Most survey respondents (92%; 23 of 25 respondents who rated ≥3 as their level of experience and knowledge regarding pathway implementation) reported that physicians had multiple treatment options on care pathways for a given diagnosis. Deviating from these options is possible but often requires prior authorization. Interviewees reported that some deviation is expected, primarily due to patient heterogeneity, but deviation was associated with financial disincentives. Failing to meet compliance targets may also result in administrative hassle, potential exposure of performance statistics to other practices, and follow-up inquiry or monitoring. Provider responses regarding pathway effect on treatment decisions were mixed: some viewed them as altering their treatment decisions, while others felt validated.

Once implemented, reimbursement for care pathways is typically fee-for-service or fee-per-patient. Over half of the survey respondents who answered questions about financial incentives in the context of care pathway implementation (68%; 13 of 19 respondents who rated ≥3 as their level of experience and knowledge regarding financial incentives [or penalties] tied to physician use of care pathways to make treatment decision) reported that qualifications for reimbursement are most commonly tied to compliance, with target rates reported to be 75% to 80%. The proportion of eligible patients maintained on-pathway was considered the key measure of compliance (92%; 12 of 13), and therefore, that of reimbursement. Nevertheless, reimbursement policies may also consider quality of care (77%; 10 of 13), cost savings (38%; 5 of 13), physician satisfaction (23%; 3 of 13), and hospital length of stay (23%; 3 of 13).
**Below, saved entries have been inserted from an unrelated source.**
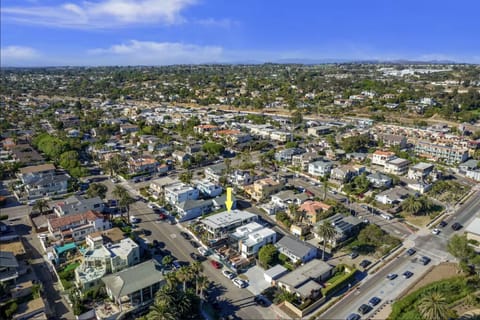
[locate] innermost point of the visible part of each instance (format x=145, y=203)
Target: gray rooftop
x=134, y=278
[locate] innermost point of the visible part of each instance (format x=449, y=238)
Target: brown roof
x=90, y=215
x=39, y=168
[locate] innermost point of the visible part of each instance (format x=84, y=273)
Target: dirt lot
x=442, y=271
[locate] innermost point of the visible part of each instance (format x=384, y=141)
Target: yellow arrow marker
x=229, y=202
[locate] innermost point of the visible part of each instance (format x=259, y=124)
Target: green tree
x=327, y=232
x=433, y=306
x=267, y=255
x=41, y=205
x=97, y=190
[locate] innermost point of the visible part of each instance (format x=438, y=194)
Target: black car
x=365, y=263
x=364, y=308
x=411, y=251
x=374, y=301
x=456, y=226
Evaluation of the Impact of Care Pathways

Systems or processes for evaluating performance of care pathways were reported by nearly all survey respondents who answered questions about evaluation of care pathways. Most respondents (95%; 18 of 19 respondents who responded to questions in the survey section on “evaluation”) indicated that compliance rate was the most commonly used metric; 68% (13 of 19) reported the use of quality metrics (Figure 3). Physicians generally receive data on their compliance with care pathways through periodic (quarterly) reports that detail their performance metrics. Provider feedback on care pathways may be included in the evaluation of care pathway performance on an ad hoc basis. During interviews, a few respondents noted that a significant amount of negative feedback on a pathway, pushback, or widespread deviation from a pathway could trigger further investigation and potentially lead to modification of a pathway.